Andrews said that Oxford Hills Education Association has also indicated that teachers should be able to weigh in on the policy, as it will affect how district staff conduct their work with transgender issues.

Curtis Cole (right), SAD 17 school board director from Norway, explains to Paris Director Troy Ripley (second from right), background of proposed Student Identity Policy ACAAA. Also pictured from left: Assistant Superintendent Steve Ciembroniewicz, Director Mark Heidmann of Harrison, and Director Judy Green of Waterford. Nicole Carter / Advertiser Democrat

Director Curtis Cole from Norway added that, as a big district with a 22-person board, Oxford Hills is better positioned to tackle controversial subjects than smaller boards with less manpower. He said that SAD 17 administrators had requested that the board provide a policy, explaining to Ripley that district leaders could have written a procedure surrounding student gender identity but instead proposed it be worked out by the board in public view.

Later in the meeting, another Paris director, Bob Jewell, joined the meeting and took the floor to repeat similar remarks Ripley had made at its start.


“This policy has gone through the board and community, and the board voted unanimously to postpone indefinitely,” Jewell said. “Postpone indefinitely, means a polite way to let a bill die. Regardless, the board, for this to come back, my feeling is the board should say whether we want to go on with this. It voted to not go on with this.”

Jewell then said when the board voted to postpone indefinitely the policy committee did not ask for postponement but to postpone indefinitely.

“Out of respect for the full board and the community, it should go back to the board and see if the board says ‘go ahead and do it,'” Jewell said.

“I made a bit of a speech to the board that this is what we are trying to do,” Green corrected him. “Whatever you call it, our purpose is to take it back, work on it some more and bring back substantive changes. That was what we requested, we said to the board ‘what shall we call that request,’ and that’s what the board voted on.”
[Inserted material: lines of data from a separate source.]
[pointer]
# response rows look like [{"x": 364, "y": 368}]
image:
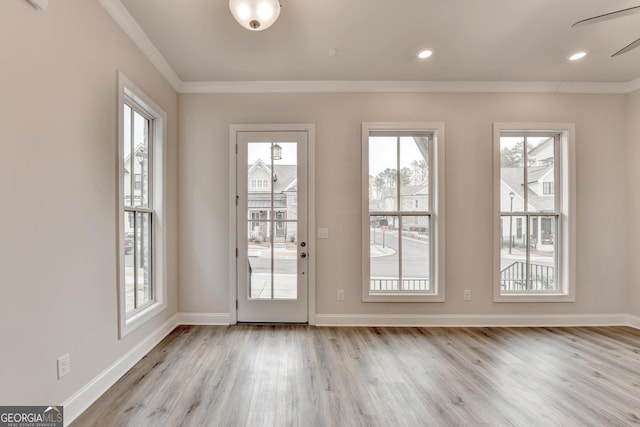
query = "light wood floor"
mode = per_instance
[{"x": 306, "y": 376}]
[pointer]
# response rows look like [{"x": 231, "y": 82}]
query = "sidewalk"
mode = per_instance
[{"x": 378, "y": 251}]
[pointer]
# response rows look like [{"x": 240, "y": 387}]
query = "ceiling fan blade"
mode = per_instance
[
  {"x": 627, "y": 48},
  {"x": 607, "y": 16}
]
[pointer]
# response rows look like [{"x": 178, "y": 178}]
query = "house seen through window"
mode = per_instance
[
  {"x": 401, "y": 219},
  {"x": 530, "y": 213}
]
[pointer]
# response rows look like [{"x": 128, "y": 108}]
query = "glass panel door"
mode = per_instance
[{"x": 272, "y": 253}]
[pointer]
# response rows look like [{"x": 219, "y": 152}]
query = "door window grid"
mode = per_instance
[{"x": 272, "y": 270}]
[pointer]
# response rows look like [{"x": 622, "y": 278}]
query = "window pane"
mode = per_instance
[
  {"x": 415, "y": 253},
  {"x": 259, "y": 256},
  {"x": 513, "y": 253},
  {"x": 414, "y": 173},
  {"x": 141, "y": 160},
  {"x": 512, "y": 174},
  {"x": 384, "y": 261},
  {"x": 541, "y": 176},
  {"x": 126, "y": 157},
  {"x": 285, "y": 179},
  {"x": 543, "y": 254},
  {"x": 259, "y": 178},
  {"x": 129, "y": 269},
  {"x": 285, "y": 262},
  {"x": 143, "y": 258},
  {"x": 383, "y": 173}
]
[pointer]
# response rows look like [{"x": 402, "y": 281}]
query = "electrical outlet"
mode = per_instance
[{"x": 64, "y": 365}]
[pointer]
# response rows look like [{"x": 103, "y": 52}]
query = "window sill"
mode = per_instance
[
  {"x": 402, "y": 298},
  {"x": 131, "y": 323},
  {"x": 534, "y": 298}
]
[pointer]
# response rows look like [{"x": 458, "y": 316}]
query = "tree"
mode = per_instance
[
  {"x": 512, "y": 157},
  {"x": 420, "y": 171},
  {"x": 406, "y": 176}
]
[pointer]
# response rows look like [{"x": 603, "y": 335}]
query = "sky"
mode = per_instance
[{"x": 383, "y": 153}]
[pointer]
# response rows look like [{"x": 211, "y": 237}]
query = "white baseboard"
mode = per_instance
[
  {"x": 204, "y": 319},
  {"x": 633, "y": 321},
  {"x": 83, "y": 398},
  {"x": 472, "y": 320}
]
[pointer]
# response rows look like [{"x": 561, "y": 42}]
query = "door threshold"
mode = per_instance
[{"x": 272, "y": 324}]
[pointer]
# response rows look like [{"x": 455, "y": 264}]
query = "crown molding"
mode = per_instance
[
  {"x": 128, "y": 24},
  {"x": 123, "y": 18},
  {"x": 633, "y": 85},
  {"x": 343, "y": 86}
]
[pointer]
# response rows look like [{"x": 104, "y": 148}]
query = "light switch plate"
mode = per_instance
[{"x": 39, "y": 4}]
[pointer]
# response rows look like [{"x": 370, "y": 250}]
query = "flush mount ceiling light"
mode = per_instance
[
  {"x": 424, "y": 53},
  {"x": 255, "y": 15},
  {"x": 577, "y": 56},
  {"x": 39, "y": 4}
]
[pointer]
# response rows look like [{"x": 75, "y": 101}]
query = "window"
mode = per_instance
[
  {"x": 403, "y": 212},
  {"x": 533, "y": 199},
  {"x": 142, "y": 277}
]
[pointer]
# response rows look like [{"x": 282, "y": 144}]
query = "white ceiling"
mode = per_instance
[{"x": 376, "y": 40}]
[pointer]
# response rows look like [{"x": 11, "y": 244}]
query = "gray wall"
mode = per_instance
[
  {"x": 58, "y": 289},
  {"x": 601, "y": 271},
  {"x": 633, "y": 166}
]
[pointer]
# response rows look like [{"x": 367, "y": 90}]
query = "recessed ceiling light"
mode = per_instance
[
  {"x": 578, "y": 55},
  {"x": 425, "y": 53}
]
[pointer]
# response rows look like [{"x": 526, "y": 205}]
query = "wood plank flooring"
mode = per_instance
[{"x": 284, "y": 375}]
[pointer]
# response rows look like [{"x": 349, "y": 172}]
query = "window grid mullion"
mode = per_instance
[
  {"x": 132, "y": 174},
  {"x": 135, "y": 259},
  {"x": 399, "y": 209},
  {"x": 525, "y": 209}
]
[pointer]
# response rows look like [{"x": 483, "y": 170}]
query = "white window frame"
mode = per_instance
[
  {"x": 565, "y": 173},
  {"x": 437, "y": 186},
  {"x": 128, "y": 323}
]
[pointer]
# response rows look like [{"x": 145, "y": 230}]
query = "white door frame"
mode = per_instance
[{"x": 310, "y": 128}]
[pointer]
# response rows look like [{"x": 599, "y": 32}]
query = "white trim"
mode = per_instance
[
  {"x": 437, "y": 188},
  {"x": 633, "y": 85},
  {"x": 126, "y": 88},
  {"x": 310, "y": 128},
  {"x": 633, "y": 321},
  {"x": 204, "y": 319},
  {"x": 567, "y": 194},
  {"x": 357, "y": 86},
  {"x": 94, "y": 389},
  {"x": 471, "y": 320},
  {"x": 87, "y": 395},
  {"x": 130, "y": 26}
]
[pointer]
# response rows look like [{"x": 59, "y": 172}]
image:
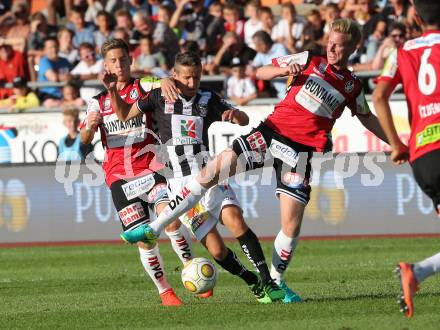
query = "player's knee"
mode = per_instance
[
  {"x": 232, "y": 218},
  {"x": 146, "y": 246},
  {"x": 172, "y": 227}
]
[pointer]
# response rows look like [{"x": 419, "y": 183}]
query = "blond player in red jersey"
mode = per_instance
[
  {"x": 131, "y": 173},
  {"x": 300, "y": 125},
  {"x": 417, "y": 67}
]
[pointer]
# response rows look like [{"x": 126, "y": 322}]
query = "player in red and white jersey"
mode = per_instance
[
  {"x": 300, "y": 125},
  {"x": 417, "y": 67},
  {"x": 131, "y": 174}
]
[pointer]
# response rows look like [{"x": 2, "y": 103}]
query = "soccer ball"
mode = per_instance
[{"x": 199, "y": 275}]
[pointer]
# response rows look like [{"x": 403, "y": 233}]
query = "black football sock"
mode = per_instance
[
  {"x": 231, "y": 264},
  {"x": 252, "y": 249}
]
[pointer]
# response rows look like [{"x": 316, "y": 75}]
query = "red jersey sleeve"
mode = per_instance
[{"x": 390, "y": 71}]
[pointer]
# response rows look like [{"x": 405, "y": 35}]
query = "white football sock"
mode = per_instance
[
  {"x": 184, "y": 201},
  {"x": 283, "y": 249},
  {"x": 427, "y": 267},
  {"x": 181, "y": 243},
  {"x": 153, "y": 265}
]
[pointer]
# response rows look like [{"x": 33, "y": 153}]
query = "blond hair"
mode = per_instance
[{"x": 349, "y": 27}]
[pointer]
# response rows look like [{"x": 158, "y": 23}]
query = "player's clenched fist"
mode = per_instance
[
  {"x": 109, "y": 79},
  {"x": 94, "y": 118}
]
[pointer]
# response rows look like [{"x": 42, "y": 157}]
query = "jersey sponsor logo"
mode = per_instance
[
  {"x": 203, "y": 103},
  {"x": 294, "y": 180},
  {"x": 429, "y": 110},
  {"x": 349, "y": 86},
  {"x": 319, "y": 97},
  {"x": 132, "y": 213},
  {"x": 184, "y": 247},
  {"x": 425, "y": 41},
  {"x": 115, "y": 126},
  {"x": 322, "y": 68},
  {"x": 179, "y": 198},
  {"x": 187, "y": 129},
  {"x": 139, "y": 186},
  {"x": 258, "y": 147},
  {"x": 430, "y": 134},
  {"x": 107, "y": 105},
  {"x": 169, "y": 107},
  {"x": 284, "y": 259},
  {"x": 283, "y": 61},
  {"x": 134, "y": 94},
  {"x": 155, "y": 266},
  {"x": 196, "y": 217},
  {"x": 284, "y": 152},
  {"x": 157, "y": 193}
]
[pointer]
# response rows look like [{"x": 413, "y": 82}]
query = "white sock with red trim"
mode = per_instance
[
  {"x": 183, "y": 202},
  {"x": 427, "y": 267},
  {"x": 153, "y": 265},
  {"x": 181, "y": 243},
  {"x": 283, "y": 248}
]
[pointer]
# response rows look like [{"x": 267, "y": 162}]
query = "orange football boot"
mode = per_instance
[
  {"x": 169, "y": 298},
  {"x": 408, "y": 286},
  {"x": 207, "y": 294}
]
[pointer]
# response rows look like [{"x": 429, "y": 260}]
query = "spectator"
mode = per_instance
[
  {"x": 190, "y": 46},
  {"x": 22, "y": 98},
  {"x": 216, "y": 9},
  {"x": 289, "y": 29},
  {"x": 71, "y": 96},
  {"x": 266, "y": 51},
  {"x": 233, "y": 23},
  {"x": 66, "y": 49},
  {"x": 87, "y": 69},
  {"x": 19, "y": 32},
  {"x": 39, "y": 31},
  {"x": 52, "y": 68},
  {"x": 97, "y": 6},
  {"x": 70, "y": 147},
  {"x": 143, "y": 26},
  {"x": 396, "y": 11},
  {"x": 164, "y": 37},
  {"x": 149, "y": 61},
  {"x": 233, "y": 46},
  {"x": 121, "y": 33},
  {"x": 124, "y": 21},
  {"x": 192, "y": 21},
  {"x": 332, "y": 13},
  {"x": 83, "y": 31},
  {"x": 253, "y": 24},
  {"x": 155, "y": 5},
  {"x": 239, "y": 88},
  {"x": 266, "y": 18},
  {"x": 136, "y": 6},
  {"x": 313, "y": 32},
  {"x": 367, "y": 17},
  {"x": 395, "y": 39},
  {"x": 104, "y": 31},
  {"x": 12, "y": 65}
]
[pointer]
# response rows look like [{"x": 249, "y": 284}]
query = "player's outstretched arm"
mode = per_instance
[
  {"x": 235, "y": 116},
  {"x": 381, "y": 95},
  {"x": 123, "y": 110},
  {"x": 269, "y": 72}
]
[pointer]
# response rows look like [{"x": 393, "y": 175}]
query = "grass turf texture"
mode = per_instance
[{"x": 346, "y": 284}]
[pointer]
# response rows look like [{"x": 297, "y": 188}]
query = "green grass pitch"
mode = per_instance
[{"x": 346, "y": 284}]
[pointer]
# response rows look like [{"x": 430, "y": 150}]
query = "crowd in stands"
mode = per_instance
[{"x": 59, "y": 41}]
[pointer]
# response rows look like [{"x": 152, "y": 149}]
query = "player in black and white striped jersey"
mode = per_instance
[{"x": 183, "y": 126}]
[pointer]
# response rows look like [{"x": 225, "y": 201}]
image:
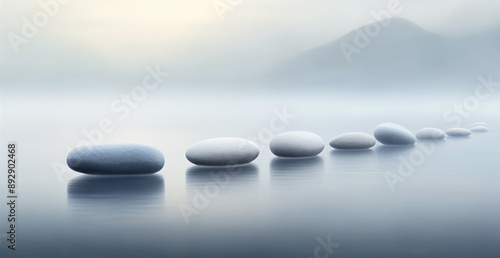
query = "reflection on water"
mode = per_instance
[{"x": 116, "y": 194}]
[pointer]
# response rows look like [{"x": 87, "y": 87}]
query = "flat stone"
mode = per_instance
[
  {"x": 296, "y": 144},
  {"x": 353, "y": 141},
  {"x": 393, "y": 134},
  {"x": 116, "y": 159},
  {"x": 458, "y": 132},
  {"x": 222, "y": 152},
  {"x": 430, "y": 133}
]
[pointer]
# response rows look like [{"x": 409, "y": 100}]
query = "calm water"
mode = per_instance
[{"x": 447, "y": 206}]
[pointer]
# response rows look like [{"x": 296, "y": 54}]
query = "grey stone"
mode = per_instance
[{"x": 430, "y": 133}]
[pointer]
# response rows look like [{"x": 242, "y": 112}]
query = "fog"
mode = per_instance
[{"x": 96, "y": 44}]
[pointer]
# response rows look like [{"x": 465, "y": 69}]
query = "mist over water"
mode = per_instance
[{"x": 171, "y": 73}]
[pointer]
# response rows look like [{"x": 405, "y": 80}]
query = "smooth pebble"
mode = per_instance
[
  {"x": 458, "y": 132},
  {"x": 353, "y": 141},
  {"x": 430, "y": 133}
]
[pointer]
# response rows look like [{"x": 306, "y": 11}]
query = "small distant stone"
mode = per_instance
[
  {"x": 478, "y": 124},
  {"x": 430, "y": 133},
  {"x": 393, "y": 134},
  {"x": 222, "y": 152},
  {"x": 458, "y": 132},
  {"x": 116, "y": 159},
  {"x": 296, "y": 144},
  {"x": 353, "y": 141},
  {"x": 479, "y": 129}
]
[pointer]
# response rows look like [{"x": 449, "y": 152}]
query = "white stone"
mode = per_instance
[
  {"x": 430, "y": 133},
  {"x": 458, "y": 132},
  {"x": 479, "y": 129},
  {"x": 222, "y": 152},
  {"x": 296, "y": 144},
  {"x": 353, "y": 141},
  {"x": 478, "y": 124},
  {"x": 393, "y": 134},
  {"x": 116, "y": 159}
]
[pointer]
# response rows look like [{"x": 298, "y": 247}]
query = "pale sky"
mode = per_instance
[{"x": 145, "y": 31}]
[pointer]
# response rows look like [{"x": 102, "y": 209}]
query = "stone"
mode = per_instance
[
  {"x": 430, "y": 133},
  {"x": 393, "y": 134},
  {"x": 353, "y": 141},
  {"x": 478, "y": 124},
  {"x": 296, "y": 144},
  {"x": 222, "y": 152},
  {"x": 116, "y": 159},
  {"x": 458, "y": 132}
]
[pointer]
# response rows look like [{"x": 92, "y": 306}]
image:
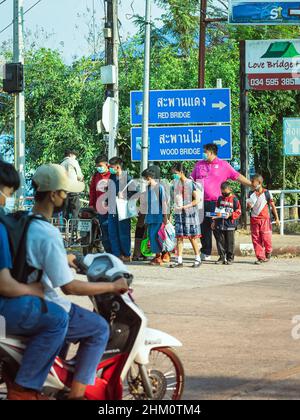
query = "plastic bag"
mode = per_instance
[{"x": 167, "y": 237}]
“The board is expecting us to come back with something else, not just move on,” Cole said. “At least half the board would be totally surprised if we have amnesia on this issue and move on. It would put our administration in a tough situation because their employees are expecting the board to do something.”

The committee also discussed the need to address other policies that need revision to meet laws that have been changed. Green asked directors to consider district needs that might dictate consideration of new policies.

As the meeting adjourned, Jewell echoed Ripley’s earlier question about why Oxford Hills was taking a lead on gender identity when 94% of Maine schools have not implemented a policy, asking why the district should jump into the issue before it has more established precedent.